Troppo spesso nelle analisi di una vittoria si risolve attribuendo ogni merito al singolo fuoriclasse: ma nel calcio non è, e non può essere, veramente così
Rovesciata da applausi e standing ovation: così si è conclusa la prova allo Stadium di Cristano Ronaldo, incornonato per l’ennesima volta monstre del calcio europeo -e mondiale. Eppure per quanto il club che lo annovera tra le sue maglie sia più che fortunato, in troppi commettono lo stesso errore di pensare e affermare che CR7 vinca da solo.
Quante volte l’ho sentito dire? “Eh, chiunque vincerebbe la Champions con Ronaldo e Messi”. Non è così semplice, o meglio, semplicemente non è così: il calcio è uno sport di squadra e tale resta anche se hai in campo un valore aggiunto della portata dei sopraccitati. E non lo dico per pura retorica.(immagine da calciomercato.com)
Chi ha lavorato per anni alle spalle di Lionel Messi nel Barcellona? Uno dei centrocampi più forti di sempre, composto da Xavi, Iniesta e Busquez, e mettiamoci anche Fabregas: i primi due tra l’altro cresciuti insieme, con lui, nella cantera blaugrana e capaci di giocare a memoria azzeccando il 93% dei passaggi (percentuale da capogiro, a mio modesto avviso). Ecco – senza nulla togliere alla Pulga, per il quale stravedo – con chi è cresciuto il diez argentino. Robetta.
Simile discorso per il portoghese dei Blancos. Cristiano era un grandissimo giocatore al Manchester Utd, tanto da vincere un Pallone d’Oro, ma è al Real che è diventato CR7; soprattutto lo è diventato quando il Real ha cominciato a crescere con lui e per lui. Più i Galacticos si sono armonizzati intorno alla figura del loro sovrano, più lo stesso sovrano ha regnato con fulgore: a riprova che nessuno brilla di luce propria e che Kroos, Modric e Isco sono oggi costante fonte di ispirazione per l’indomito centravanti.(immagine da torinoday.it)
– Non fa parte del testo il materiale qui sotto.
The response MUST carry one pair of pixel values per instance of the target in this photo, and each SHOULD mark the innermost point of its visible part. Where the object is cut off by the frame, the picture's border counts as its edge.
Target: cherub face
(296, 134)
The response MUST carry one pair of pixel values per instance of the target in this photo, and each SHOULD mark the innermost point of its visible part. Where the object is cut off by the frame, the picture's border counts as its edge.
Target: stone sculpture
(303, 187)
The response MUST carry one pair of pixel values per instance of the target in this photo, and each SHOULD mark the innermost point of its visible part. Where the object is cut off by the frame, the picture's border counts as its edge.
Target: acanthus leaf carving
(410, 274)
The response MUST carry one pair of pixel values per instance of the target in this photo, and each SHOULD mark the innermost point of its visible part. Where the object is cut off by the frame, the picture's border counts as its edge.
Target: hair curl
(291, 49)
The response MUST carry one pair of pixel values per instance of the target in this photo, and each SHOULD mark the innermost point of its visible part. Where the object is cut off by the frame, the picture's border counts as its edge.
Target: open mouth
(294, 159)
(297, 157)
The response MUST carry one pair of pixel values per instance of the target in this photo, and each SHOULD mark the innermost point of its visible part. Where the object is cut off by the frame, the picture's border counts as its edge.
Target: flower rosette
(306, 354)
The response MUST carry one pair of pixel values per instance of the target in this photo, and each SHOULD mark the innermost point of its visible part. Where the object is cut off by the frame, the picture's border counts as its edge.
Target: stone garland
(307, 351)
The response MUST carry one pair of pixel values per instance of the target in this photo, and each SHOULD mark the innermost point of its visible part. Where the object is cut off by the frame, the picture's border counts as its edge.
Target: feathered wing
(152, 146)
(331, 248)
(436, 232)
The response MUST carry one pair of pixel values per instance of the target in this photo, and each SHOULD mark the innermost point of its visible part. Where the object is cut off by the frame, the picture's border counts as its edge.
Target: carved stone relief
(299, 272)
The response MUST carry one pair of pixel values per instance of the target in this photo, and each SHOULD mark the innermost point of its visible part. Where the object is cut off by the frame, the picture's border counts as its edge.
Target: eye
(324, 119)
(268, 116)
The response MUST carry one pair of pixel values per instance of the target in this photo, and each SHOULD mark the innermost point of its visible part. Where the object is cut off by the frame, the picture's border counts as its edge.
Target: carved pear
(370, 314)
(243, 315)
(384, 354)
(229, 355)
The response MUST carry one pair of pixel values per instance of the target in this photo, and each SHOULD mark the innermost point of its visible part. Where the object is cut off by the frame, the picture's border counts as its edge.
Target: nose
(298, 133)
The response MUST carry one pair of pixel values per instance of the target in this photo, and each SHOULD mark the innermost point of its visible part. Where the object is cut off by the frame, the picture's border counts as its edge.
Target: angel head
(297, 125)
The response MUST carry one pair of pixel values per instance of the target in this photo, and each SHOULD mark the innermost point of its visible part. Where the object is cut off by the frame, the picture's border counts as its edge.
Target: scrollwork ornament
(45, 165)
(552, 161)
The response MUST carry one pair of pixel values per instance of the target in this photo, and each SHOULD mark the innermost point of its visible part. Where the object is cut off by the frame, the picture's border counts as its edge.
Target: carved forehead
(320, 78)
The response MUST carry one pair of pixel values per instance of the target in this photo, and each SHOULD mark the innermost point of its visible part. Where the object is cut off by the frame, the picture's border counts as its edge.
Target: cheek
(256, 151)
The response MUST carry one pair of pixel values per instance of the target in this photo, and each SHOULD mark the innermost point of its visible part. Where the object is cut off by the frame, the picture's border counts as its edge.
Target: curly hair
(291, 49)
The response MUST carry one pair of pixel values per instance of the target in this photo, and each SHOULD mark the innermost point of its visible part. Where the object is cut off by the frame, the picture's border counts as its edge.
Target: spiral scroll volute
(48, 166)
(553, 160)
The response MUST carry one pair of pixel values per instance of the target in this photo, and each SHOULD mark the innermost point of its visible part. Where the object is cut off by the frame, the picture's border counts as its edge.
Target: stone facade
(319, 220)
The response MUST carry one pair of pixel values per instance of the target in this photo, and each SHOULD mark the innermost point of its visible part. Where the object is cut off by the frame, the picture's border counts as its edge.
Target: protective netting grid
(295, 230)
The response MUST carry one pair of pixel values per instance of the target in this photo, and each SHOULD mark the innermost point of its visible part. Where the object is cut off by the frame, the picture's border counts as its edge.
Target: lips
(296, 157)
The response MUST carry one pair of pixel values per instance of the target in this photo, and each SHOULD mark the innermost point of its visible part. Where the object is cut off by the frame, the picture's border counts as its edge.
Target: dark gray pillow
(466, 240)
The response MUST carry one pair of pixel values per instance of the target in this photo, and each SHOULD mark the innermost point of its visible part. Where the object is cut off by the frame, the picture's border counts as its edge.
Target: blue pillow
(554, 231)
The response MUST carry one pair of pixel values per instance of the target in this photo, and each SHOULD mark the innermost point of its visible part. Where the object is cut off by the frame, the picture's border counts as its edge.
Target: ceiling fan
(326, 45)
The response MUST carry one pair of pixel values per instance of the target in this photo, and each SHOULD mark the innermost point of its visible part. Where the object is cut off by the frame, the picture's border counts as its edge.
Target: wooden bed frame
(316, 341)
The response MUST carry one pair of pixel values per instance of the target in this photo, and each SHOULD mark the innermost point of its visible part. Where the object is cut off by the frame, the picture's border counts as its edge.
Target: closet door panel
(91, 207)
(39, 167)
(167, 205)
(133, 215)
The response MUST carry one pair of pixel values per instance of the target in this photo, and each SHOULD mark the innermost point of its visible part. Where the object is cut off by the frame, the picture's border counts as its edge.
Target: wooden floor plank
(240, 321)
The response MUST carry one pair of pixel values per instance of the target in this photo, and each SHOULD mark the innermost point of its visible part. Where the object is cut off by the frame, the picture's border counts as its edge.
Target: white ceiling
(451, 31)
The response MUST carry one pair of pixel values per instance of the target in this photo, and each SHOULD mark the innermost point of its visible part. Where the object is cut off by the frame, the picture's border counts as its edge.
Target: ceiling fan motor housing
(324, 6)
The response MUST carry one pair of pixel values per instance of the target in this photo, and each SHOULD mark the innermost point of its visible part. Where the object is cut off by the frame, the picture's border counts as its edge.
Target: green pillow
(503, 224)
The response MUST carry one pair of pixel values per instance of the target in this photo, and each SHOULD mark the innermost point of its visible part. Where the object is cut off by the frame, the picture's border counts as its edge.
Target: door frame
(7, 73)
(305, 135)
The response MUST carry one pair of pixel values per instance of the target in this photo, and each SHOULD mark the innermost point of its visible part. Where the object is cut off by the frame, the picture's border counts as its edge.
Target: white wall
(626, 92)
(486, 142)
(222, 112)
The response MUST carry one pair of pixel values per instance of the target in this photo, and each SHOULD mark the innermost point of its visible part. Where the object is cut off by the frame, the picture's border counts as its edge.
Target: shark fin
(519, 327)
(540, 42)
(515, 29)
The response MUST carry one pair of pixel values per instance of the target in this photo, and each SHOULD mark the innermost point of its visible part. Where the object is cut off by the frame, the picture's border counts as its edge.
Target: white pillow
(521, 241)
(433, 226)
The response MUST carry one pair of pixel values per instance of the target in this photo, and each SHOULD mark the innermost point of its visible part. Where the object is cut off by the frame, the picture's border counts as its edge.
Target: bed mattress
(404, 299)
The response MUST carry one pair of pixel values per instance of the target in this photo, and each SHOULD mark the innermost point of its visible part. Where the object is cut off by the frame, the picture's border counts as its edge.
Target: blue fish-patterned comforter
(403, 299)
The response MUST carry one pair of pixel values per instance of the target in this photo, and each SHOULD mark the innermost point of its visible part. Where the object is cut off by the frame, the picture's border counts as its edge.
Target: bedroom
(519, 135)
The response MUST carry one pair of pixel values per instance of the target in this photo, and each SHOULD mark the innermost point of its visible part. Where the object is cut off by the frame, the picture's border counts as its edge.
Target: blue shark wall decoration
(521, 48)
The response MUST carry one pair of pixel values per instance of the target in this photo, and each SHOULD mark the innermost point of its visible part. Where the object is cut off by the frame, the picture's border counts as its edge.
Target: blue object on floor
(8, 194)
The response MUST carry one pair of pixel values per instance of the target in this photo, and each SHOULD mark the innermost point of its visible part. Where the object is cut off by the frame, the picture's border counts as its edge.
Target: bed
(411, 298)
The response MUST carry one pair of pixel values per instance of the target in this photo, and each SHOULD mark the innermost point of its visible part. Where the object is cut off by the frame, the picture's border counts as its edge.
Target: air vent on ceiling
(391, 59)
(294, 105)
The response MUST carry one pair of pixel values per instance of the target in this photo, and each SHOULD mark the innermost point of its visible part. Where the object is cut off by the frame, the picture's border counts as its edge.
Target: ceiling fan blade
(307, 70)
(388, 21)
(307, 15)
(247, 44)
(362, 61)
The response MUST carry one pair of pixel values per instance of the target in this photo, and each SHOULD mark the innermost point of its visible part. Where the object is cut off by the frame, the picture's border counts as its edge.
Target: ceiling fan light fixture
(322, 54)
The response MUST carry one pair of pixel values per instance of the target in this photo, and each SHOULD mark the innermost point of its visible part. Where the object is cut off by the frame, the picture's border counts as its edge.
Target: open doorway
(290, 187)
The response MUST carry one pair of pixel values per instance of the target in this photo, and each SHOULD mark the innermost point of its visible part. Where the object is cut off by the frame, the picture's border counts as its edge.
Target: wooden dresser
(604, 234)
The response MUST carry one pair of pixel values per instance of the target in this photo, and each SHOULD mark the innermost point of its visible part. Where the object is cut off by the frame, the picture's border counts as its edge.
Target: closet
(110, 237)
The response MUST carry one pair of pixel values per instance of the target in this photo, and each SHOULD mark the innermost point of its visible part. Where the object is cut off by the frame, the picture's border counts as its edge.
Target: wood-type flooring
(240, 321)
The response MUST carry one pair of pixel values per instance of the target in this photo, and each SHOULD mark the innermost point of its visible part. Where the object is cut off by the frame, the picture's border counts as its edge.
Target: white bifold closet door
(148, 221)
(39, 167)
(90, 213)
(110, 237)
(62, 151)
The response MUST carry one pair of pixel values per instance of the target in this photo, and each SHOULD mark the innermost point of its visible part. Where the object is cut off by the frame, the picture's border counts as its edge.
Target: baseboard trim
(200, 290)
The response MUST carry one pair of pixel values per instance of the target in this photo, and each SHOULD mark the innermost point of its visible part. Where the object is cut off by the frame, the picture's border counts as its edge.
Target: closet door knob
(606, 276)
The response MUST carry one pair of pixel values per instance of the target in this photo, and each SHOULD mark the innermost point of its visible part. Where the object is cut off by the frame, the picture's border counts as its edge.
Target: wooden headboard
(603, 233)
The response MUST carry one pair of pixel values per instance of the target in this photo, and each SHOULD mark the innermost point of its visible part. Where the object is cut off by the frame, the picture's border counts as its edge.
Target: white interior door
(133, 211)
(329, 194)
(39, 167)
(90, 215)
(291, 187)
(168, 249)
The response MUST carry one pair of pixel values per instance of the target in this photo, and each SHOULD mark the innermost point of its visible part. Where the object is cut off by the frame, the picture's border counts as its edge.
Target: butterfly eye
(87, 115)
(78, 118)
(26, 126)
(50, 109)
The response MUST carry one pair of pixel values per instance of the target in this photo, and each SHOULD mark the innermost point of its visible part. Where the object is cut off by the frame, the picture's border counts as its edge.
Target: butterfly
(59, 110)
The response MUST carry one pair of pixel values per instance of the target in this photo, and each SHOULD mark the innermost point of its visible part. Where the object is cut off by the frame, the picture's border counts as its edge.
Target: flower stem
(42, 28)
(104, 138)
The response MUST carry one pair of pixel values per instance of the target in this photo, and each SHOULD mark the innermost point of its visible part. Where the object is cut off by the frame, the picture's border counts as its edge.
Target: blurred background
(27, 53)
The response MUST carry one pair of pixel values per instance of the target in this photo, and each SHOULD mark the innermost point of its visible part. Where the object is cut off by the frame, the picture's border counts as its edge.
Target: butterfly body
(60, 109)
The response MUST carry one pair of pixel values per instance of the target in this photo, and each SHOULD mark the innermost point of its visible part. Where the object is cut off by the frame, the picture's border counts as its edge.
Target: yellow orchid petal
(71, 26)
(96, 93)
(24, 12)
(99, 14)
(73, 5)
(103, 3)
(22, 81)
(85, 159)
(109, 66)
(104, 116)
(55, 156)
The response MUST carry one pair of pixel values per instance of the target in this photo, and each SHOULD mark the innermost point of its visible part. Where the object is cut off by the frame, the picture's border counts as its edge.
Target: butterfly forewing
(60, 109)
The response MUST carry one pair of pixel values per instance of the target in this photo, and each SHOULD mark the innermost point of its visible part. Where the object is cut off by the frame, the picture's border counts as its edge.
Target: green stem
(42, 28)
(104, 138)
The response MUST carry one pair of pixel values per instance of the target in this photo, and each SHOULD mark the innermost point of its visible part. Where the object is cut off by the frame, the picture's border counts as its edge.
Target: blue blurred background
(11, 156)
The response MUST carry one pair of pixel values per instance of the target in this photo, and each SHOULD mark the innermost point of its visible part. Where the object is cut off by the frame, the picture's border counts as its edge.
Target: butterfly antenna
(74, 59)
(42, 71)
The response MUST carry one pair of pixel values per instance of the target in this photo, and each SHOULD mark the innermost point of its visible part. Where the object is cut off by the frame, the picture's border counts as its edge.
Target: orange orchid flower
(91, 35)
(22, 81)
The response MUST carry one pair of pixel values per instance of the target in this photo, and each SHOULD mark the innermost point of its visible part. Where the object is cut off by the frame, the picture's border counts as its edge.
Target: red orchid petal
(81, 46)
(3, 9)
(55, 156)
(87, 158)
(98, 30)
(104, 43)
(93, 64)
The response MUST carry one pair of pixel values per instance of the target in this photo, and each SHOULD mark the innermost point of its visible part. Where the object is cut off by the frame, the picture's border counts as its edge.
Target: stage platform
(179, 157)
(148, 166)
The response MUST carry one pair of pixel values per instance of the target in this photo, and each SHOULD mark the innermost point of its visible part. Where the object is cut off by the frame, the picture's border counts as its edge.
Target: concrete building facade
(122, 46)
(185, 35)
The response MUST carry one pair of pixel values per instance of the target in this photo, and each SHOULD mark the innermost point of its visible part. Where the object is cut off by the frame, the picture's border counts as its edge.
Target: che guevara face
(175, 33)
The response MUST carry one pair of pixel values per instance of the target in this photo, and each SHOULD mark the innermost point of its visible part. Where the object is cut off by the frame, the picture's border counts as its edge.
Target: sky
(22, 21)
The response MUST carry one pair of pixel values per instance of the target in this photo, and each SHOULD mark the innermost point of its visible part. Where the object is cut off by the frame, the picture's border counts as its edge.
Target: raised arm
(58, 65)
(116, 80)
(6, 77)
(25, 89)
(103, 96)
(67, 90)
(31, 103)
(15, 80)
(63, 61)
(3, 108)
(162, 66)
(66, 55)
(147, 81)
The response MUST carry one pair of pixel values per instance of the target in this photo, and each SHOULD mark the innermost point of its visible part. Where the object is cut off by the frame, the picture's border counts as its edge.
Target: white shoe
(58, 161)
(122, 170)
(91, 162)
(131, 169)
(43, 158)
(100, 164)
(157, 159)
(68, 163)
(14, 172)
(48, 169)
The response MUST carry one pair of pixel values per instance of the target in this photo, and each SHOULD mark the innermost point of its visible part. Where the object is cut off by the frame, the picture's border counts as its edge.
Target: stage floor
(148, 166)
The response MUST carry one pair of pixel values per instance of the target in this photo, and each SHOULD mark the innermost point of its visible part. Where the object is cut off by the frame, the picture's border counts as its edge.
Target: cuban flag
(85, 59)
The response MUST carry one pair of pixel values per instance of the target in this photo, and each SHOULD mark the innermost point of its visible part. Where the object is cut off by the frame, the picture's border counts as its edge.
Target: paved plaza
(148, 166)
Altri esempi dal passato possono confermare queste tesi: ricorderete la Juve di Platini, il Re che viveva delle corse di Massimo Bonini e delle finalizzazioni di Zibi Boniek, in un constante e fluido dialogo sul quale Michel si appoggiava e talvolta ne rideva con l’Avvocato; nella stessa Francia di “Le Roi”, splendida Campionessa d’ Europa del 1984, il ‘dieci’ si avvaleva di compagni di reparto straordinari come Tigana e Giresse. Ancora, il Napoli di Maradona – per quanto Diego sia l’espressione più assolutistica e anarchica dell’ego del fuoriclasse – non sarebbe stato lo stesso senza la collaborazione preziosa di Salvatore Bagni e di Bruno Giordano; e di tanti gregari che correvano, smistavano palloni, cucivano reparti in nome di quel furetto che partita dopo partita li conduceva alla vittoria finale: tutti preziosi, tutti importanti.
L’ esatto opposto di quanto detto lo vediamo nel PSG: un contesto ricchissimo, che ha investito un patrimonio economico senza mai eleggere una figura di spicco intorno alla quale creare un gruppo vincente: un insieme di singoli fortissimi ma comunque singoli, che non crescono e non fanno la differenza. Nemmeno Neymar, pagato una fortuna che sa di scandalo, è riuscito a invertire la tendenza.
Il calcio è uno sport di squadra e la sua essenza non si può cambiare: si può invece – al pari di Real e Barcellona – decidere di puntare tutto su una figura straordinaria, che diventi il Sole intorno al quale far girare tutti gli undici in un rapporto continuo di interscambio che accresce il merito del singolo come del collettivo. Un progetto in cui i campioni crescono insieme confrontandosi da campioni, in cui il più brillante e dotato – il fuoriclasse – non può che trarre stimoli e spunti di progressione continua. E allora assistiamo alla nascita di quelle corazzate che dominano oggi in Europa e che noi in Italia possiamo sì invidiare, ma senza nasconderci dietro l’ombra del solo fenomeno.
Nel calcio, un po’ come nella vita, nessuno vince da solo.